ANALYSIS

MIT TR: Agentic AI Requires Systems-Level Org Redesign, Not Add-Ons

A Anika Patel May 27, 2026 3 min read
Engine Score 7/10 — Important

tier-1 analysis

Editorial illustration for: MIT TR: Agentic AI Requires Systems-Level Org Redesign, Not Add-Ons
  • 85% of organisations say they want to be agentic within three years; 76% say their current operations and infrastructure can’t support that change.
  • PwC and Ema describe enterprises ’embedding AI employees into what is a human operating model’ — adding sticky tape to a breaking operating model.
  • At scale, agentic AI could accelerate business processes by 30-50% and cut low-value work by 25-40%.
  • Ema and HFS Research coined ‘agentic business transformation’ (ABT) as a framework for the required systems-level change.

What Happened

For agentic AI to deliver material enterprise benefits, organisations must approach it as systems-level change rather than layering AI agents onto existing operations, MIT Technology Review argued in a sponsored piece with Ema. The article cites a disconnect: 85% of organisations say they want to be agentic within three years, but 76% acknowledge their current operations and infrastructure cannot support that change.

Why It Matters

The 76%-can’t-support figure is one of the cleanest empirical measurements of the gap between enterprise-AI ambition and execution. Prasun Shah, global CTO for workforce consulting and chief AI officer at PwC UK Consulting, framed the problem directly: organisations are “embedding AI employees into what is a human operating model.” Layering agents onto existing structures — Shah’s metaphor — is “like adding sticky tapes to parts of an operating model that is breaking.”

The framing connects directly to PwC’s Anthropic alliance announced May 22, which committed to training 30,000 PwC professionals on Claude and launching a new Office of the CFO business unit anchored in Anthropic technology.
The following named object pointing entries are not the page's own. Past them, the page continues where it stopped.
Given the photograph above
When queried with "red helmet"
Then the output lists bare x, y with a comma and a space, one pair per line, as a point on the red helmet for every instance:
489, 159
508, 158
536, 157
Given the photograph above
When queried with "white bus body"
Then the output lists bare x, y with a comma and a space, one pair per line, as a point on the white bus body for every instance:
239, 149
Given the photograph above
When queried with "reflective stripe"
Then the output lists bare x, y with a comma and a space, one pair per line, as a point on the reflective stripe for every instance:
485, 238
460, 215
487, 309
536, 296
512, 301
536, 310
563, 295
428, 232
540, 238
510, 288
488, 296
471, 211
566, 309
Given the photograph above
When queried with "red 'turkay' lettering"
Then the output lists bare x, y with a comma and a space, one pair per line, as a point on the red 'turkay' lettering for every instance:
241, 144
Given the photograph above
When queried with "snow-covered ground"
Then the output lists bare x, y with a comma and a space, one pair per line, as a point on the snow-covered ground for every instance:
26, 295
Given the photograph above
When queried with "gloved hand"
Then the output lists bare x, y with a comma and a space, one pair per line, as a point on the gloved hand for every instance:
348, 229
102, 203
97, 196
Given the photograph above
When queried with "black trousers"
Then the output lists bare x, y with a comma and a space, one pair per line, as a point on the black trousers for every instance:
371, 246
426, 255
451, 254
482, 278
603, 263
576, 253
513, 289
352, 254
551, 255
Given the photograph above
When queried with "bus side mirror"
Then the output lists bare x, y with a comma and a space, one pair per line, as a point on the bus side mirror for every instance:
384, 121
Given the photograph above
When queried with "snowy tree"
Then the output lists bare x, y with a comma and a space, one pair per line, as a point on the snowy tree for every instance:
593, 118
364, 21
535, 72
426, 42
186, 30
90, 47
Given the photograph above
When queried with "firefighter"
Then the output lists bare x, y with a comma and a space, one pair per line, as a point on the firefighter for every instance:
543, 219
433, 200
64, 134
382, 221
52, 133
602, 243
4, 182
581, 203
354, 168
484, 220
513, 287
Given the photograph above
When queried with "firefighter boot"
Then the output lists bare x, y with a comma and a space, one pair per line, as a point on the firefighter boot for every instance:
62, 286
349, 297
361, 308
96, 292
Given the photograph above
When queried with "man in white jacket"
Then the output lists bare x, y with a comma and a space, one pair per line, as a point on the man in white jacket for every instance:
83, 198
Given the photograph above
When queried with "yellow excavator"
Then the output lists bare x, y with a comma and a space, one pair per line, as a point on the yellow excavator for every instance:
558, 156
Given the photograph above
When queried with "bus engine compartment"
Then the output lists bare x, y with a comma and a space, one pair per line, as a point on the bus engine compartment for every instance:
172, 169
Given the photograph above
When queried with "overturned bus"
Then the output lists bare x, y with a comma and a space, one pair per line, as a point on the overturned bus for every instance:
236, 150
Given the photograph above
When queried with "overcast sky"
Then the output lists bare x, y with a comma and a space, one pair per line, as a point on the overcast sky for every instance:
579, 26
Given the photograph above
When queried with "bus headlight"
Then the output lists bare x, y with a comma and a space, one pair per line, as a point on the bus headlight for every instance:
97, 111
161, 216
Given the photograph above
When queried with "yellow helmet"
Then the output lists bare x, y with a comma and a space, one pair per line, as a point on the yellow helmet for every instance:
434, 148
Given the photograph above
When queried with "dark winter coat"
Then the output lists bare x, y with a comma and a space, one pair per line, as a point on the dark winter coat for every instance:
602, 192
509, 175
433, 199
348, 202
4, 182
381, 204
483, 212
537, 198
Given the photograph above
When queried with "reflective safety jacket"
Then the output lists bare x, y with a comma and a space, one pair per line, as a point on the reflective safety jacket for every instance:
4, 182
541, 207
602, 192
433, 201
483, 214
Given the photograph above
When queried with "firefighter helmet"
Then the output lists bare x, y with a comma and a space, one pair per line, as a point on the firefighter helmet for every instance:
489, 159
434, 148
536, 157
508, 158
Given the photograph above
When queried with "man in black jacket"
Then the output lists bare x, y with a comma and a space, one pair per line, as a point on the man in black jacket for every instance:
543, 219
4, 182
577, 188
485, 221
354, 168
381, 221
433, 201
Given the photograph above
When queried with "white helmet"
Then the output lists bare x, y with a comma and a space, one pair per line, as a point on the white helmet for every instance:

KPMG’s parallel 276,000-employee Claude rollout the same week is the workforce-scale variant of the same approach.

Technical Details

Per the article, early proving grounds across customer service, HR, and sales show that AI agents could accelerate business processes by as much as 30-50% and cut low-value work time by 25-40% when deployed at scale. The full unlock requires what Ema and HFS Research call “agentic business transformation” (ABT) — a framework coined in 2024 to provide enterprises a vocabulary for the required systemic rewiring.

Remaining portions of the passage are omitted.